Il sottotitolo del nuovo libro di Giuliana Sgrena si apre con la parola «donne» perché è alle proprie simili che vengono dedicate intense pagine di analisi critica. Ed è a loro che sono state rivolte negli anni le manipolazioni peggiori da parte di molta stampa causando le cosiddette «narrazioni tossiche». Il tema tenuto tra le mani da Sgrena è infatti intrecciato con ciò che accade nei media, quando per esempio si deve scrivere di un femminicidio, ma soprattutto la modalità con cui sono state trattate le notizie più recenti in capo alla violenza maschile e alle molestie. Ed è proprio il «trattamento» ciò su cui Sgrena si concentra perché non è mera forma del mestiere giornalistico ma sostanza politica di ciò che si vuole rappresentare. Il Manifesto per la verità si apre con un denso capitolo dedicato alla questione del #metoo seguito nel dettaglio attraverso la vicenda che ha riguardato Asia Argento. A distanza di mesi, rileggere quei passaggi concitati di accuse, giudizi, retromarce e ancora strali, consente di osservare l’esito di una distopia – ben nota, invero – per cui chi avrebbe dovuto dimostrare la veridicità di quanto andava affermando era chi aveva trovato il coraggio di mettere in parola quanto le era capitato.

In tal senso, è esemplare l’utilizzo distorto delle dichiarazioni di Asia Argento, dileggiata in tanti modi possibili (ma anche sostenuta da altrettante sorelle e donne che l’hanno accolta con sé). A emergere è stato tuttavia un nodo meno attraente quando si convoca il rapporto con la «verità», là dove il vero è, per dirla con Debord, «un momento del falso», poiché lo è non solo «nel mondo realmente rovesciato» ma in una nervatura ancora più nascosta, cioè la relazione con la parola esperienziale delle donne. Perché quella parola si eleva sopra e al di qua di qualsiasi presunta costruzione manipolativa, è logos incarnato e in quanto tale resiste.

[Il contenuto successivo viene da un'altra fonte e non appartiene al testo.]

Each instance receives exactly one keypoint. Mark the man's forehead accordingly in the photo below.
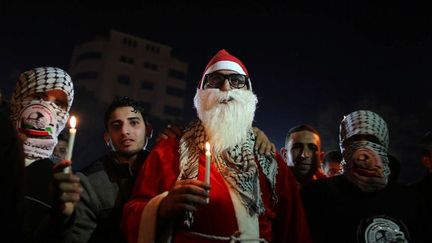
(125, 112)
(304, 136)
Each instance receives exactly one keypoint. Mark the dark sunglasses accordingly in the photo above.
(216, 80)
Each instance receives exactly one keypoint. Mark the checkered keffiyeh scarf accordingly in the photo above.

La pervicacia nel ridurlo a chiacchiericcio ha l’intensità del suo carattere sovversivo, dalla faglia prodotta dal femminismo in avanti. Alla diffusione turbinosa e propagandistica di fake-news, vi è stata dunque la propagazione, altrettanto virale e inarrestabile, della parola delle donne. Si intuisce anche leggendo il libro di Sgrena, quando articola ciò che è accaduto in Cina, Pakistan, Iran, in particolare sul caso Tariq Ramadan e altri. Seguire il tenore di questa parola, intenderne il movimento sarebbe utile, perché sta lì la capacità di scardinamento che ha avuto, in questa vicenda come in altre, nonostante tutti i tentativi di cancellarla o mistificarla. La differenza sta nel punto di verità che quella parola riesce a toccare, non quando si adegua ai fatti ma quando è sincera. Credere a quella parola e darne conto non è solo un lavoro giornalistico né un atto di fede, piuttosto una scommessa politica più grande, di libertà e giustizia di sé.